Our dataframe contains information about the polygons that appear in our satellite imagery data. The dataset consists of satellite imagery for specific regions around the world. These regions are sampled every month using a satellite. These images are then annotated by proffesional annotators, and the geolocation of the building polygon is stored in a format known as Well Known Text (WKT). 

Since this dataset is about change detection in satellite imagery we expect that the number of polygons will increase as the year number increases, because the area in which the satellite image is being taken is being built, therefore the total number of polygons would increase. 

Let's have a look below.

In [None]:
df['year'].value_counts()

In [None]:
df['month'].value_counts()

### Convert Well Known Text (WKT) format to shapely polygons

Currently the WKT is under the geometry column in our dataframe, and it is formatted as a string. 

In order to get the most out of our polygons, we need to convert them from WKT format to shapely polygon.

We will also convert our dataframe into geodataframe, which is a dataframe with built in support for spatial data and polygons.
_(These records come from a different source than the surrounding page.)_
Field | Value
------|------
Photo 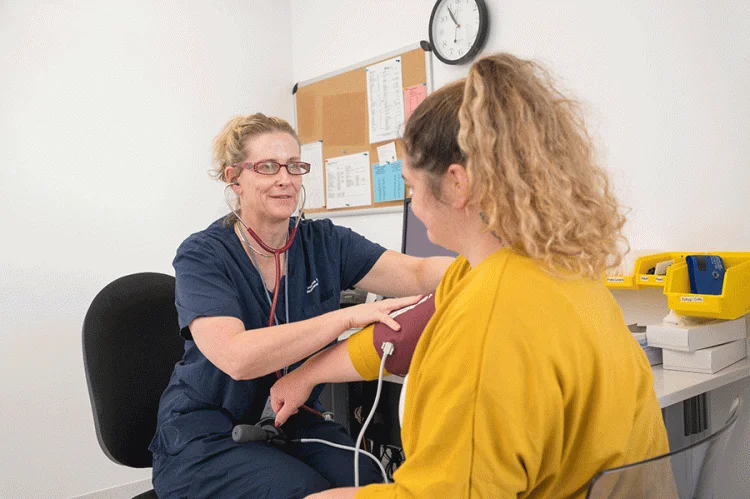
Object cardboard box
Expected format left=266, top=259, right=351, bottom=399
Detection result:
left=646, top=316, right=747, bottom=352
left=662, top=338, right=747, bottom=374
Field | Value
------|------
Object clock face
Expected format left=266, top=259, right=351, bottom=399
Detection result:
left=430, top=0, right=487, bottom=64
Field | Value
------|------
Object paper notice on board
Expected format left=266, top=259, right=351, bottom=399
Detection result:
left=378, top=142, right=396, bottom=165
left=326, top=152, right=372, bottom=210
left=404, top=83, right=427, bottom=123
left=300, top=140, right=326, bottom=208
left=372, top=160, right=404, bottom=203
left=365, top=57, right=404, bottom=144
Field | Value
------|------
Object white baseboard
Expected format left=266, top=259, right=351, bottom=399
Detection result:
left=73, top=478, right=151, bottom=499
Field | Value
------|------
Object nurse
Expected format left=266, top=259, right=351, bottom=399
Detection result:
left=150, top=113, right=452, bottom=499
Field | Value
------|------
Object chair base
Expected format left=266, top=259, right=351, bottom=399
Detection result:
left=133, top=489, right=159, bottom=499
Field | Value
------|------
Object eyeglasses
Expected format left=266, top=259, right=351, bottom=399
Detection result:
left=234, top=160, right=310, bottom=175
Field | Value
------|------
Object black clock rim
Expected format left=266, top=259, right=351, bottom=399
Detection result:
left=427, top=0, right=490, bottom=66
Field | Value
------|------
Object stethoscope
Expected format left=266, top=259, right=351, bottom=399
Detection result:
left=224, top=181, right=324, bottom=418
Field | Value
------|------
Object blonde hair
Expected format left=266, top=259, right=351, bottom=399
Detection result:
left=404, top=54, right=627, bottom=278
left=211, top=113, right=299, bottom=183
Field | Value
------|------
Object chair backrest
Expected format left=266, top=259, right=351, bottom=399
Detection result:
left=586, top=397, right=742, bottom=499
left=83, top=273, right=184, bottom=468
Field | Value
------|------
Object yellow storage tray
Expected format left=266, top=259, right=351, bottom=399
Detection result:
left=604, top=251, right=700, bottom=289
left=604, top=275, right=638, bottom=289
left=664, top=252, right=750, bottom=320
left=634, top=251, right=699, bottom=288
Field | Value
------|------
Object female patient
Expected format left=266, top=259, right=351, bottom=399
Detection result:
left=271, top=54, right=668, bottom=499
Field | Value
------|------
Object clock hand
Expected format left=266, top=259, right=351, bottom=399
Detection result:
left=448, top=7, right=458, bottom=27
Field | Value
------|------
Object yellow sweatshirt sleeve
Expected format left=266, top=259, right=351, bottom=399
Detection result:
left=346, top=324, right=391, bottom=381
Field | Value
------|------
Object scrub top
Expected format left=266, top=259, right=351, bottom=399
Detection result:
left=149, top=218, right=385, bottom=462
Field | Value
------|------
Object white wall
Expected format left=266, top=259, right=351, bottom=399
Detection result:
left=0, top=0, right=293, bottom=498
left=291, top=0, right=750, bottom=254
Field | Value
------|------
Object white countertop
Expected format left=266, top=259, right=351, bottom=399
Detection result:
left=651, top=358, right=750, bottom=408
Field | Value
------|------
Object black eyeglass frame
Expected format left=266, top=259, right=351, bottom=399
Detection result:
left=232, top=159, right=312, bottom=176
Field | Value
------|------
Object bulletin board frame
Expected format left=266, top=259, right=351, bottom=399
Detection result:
left=294, top=43, right=433, bottom=218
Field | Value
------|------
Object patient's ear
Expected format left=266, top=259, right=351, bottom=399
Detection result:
left=441, top=163, right=470, bottom=210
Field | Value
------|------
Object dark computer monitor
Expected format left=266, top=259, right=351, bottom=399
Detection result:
left=401, top=198, right=457, bottom=257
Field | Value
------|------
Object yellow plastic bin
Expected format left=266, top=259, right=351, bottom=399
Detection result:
left=664, top=252, right=750, bottom=320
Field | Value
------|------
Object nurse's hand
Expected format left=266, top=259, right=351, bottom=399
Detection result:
left=271, top=370, right=315, bottom=427
left=338, top=295, right=423, bottom=331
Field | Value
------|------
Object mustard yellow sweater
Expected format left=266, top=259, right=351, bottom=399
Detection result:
left=348, top=249, right=668, bottom=499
It includes methods that will make it easier for us to analyze our vector data, while maintining our georeferencing.

In [None]:
gdf = gpd.GeoDataFrame(df)
gdf['geometry'] = gdf['geometry'].progress_map(shapely.wkt.loads)

In [None]:
print('data type of geometry column before conversion: ', df['geometry'].dtype)
print('data type of geometry column after conversion: ', gdf['geometry'].dtype)

Let's have a look at the difference between the output of a WKT string, and a shapely polygon.

In [None]:
display(df['geometry'][0])
print(gdf['geometry'][0])
display(gdf['geometry'][1])

### Set the Coordinate Reference System (crs) of our GeoDataFrame

According to the dataset, the crs our polygons is EPSG:4326, but what really is that?

A coordinate reference system defines a specific map projection, as well as transformations between different spatial reference systems. So basically by defining our crs we are able to accurately plot our polygons on a map. 

Note that if we wanted to plot our polygons on top of an existing basemap, then both our basemap and the polygons should have the same crs.

In [None]:
gdf.crs = 'EPSG:4326'

In [None]:
gdf.crs

## Saving our GeoDataFrames
Finally let's save our GeoDataFrames into a format known as GeoPackage, this will allow us to save the data for ease of access later on.

In [None]:
gdf.to_file(output_csv_path/"global_geodataframe.gpkg", driver="GPKG")

We will also extract a subset of our labels, that correspond to the SpaceNet 7 building training sample images.

In [None]:
sample_image_id = 'L15-0506E-1204N_2027_3374_13'

In [None]:
sample_gdf = gdf[gdf['file_id'] == sample_image_id].copy()

In [None]:
sample_gdf['id'].value_counts()

In [None]:
sample_gdf.to_file(output_csv_path/"sample_geodataframe.gpkg", driver="GPKG")